Subscribe, aggregate, and publish. All from a cell formula.

NATS.SUB(subject, [type])
Subscribe to a subject. Cell updates live as messages arrive. The optional second argument controls type handling: omit for automatic detection, or pass number, bool, string, or a JSON path to extract a field.
=NATS.SUB("prices.AAPL") — auto type detection
=NATS.SUB("sensor.state", "bool") — force boolean
=NATS.SUB("ticker.AAPL", "$.price") — extract JSON field
NATS.SUBWIN(subject, n, [type])
Buffer the last N values. Spills into a range for use with AVERAGE, STDEV, etc. Accepts the same type hints as NATS.SUB.
=NATS.SUBWIN("sensor.temp", 60)
=NATS.SUBWIN("trade", 20, "$.price") — JSON path
=AVERAGE(NATS.SUBWIN("sensor.temp", 60))
NATS.PUB(subject, value)
Publish a cell value to a subject whenever it changes. Reactive publishing.
=NATS.PUB("alerts.drift", B7)
=NATS.PUB("commands.target", C2)
JSON path extraction
Extract fields from JSON payloads using dot-path syntax in any subscription formula.
=NATS.SUB("trade", "$.price")
=NATS.SUBWIN("trade", 20, "$.qty")

Build your own wrappers

NATS.SUB is a general-purpose function, but you can build typed wrappers that embed your own subject naming conventions. A custom RTD function wrapping the same infrastructure gives users a cleaner, domain-specific API.

Instead of exposing raw NATS subjects to spreadsheet users, they get functions that match your schema. The subject construction happens in Zig. Parameter names, descriptions, and category all surface in Excel's formula bar and Insert Function dialog.

custom wrapper
// Generic
=NATS.SUB("acmeco.trades.AAPL.vwap")

// Your wrapper - same RTD infrastructure,
// subject construction in Zig
=ACMECO.TRADES("AAPL", "vwap")

How it works

The connector is built on zigxll's RTD server framework.
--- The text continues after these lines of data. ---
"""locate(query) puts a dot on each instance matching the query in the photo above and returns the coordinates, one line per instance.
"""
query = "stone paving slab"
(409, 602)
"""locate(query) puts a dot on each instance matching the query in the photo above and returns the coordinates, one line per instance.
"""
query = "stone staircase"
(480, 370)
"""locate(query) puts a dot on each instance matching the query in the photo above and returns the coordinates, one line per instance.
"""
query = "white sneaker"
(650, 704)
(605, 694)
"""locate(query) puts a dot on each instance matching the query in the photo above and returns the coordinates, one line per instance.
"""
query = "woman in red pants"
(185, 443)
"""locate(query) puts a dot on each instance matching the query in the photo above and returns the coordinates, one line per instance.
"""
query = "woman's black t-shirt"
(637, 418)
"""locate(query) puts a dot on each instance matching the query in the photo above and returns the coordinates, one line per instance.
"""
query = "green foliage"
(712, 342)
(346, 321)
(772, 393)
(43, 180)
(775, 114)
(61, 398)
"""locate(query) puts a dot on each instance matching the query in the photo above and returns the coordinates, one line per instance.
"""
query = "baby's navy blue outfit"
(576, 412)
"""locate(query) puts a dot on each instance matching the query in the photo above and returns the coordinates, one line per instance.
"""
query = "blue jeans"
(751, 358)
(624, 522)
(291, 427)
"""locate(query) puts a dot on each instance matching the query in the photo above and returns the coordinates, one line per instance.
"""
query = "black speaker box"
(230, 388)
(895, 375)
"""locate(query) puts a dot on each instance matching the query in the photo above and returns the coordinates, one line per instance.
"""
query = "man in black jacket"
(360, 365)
The NATS client (via the official nats.c library) runs on a background thread pool. Incoming messages are handed off to Excel's RTD polling mechanism lock-free.

RTD registration writes to HKCU automatically when the XLL loads.

Memory is arena-allocated per refresh cycle. UTF-16 conversions for Excel and null-terminated subject copies for the C API are handled transparently.

  • Built on zigxll's RTD server framework
  • Official nats.c library
  • Lock-free handoff from nats.c thread pool to Excel RTD
  • TLS, NKey, token, and credentials file authentication
  • Cluster failover support
  • Automatic type conversion (numbers, strings, booleans)
  • Excel dynamic array support, results spill into ranges
  • Pre-built signed binaries available: plain (no deps) and TLS (requires OpenSSL)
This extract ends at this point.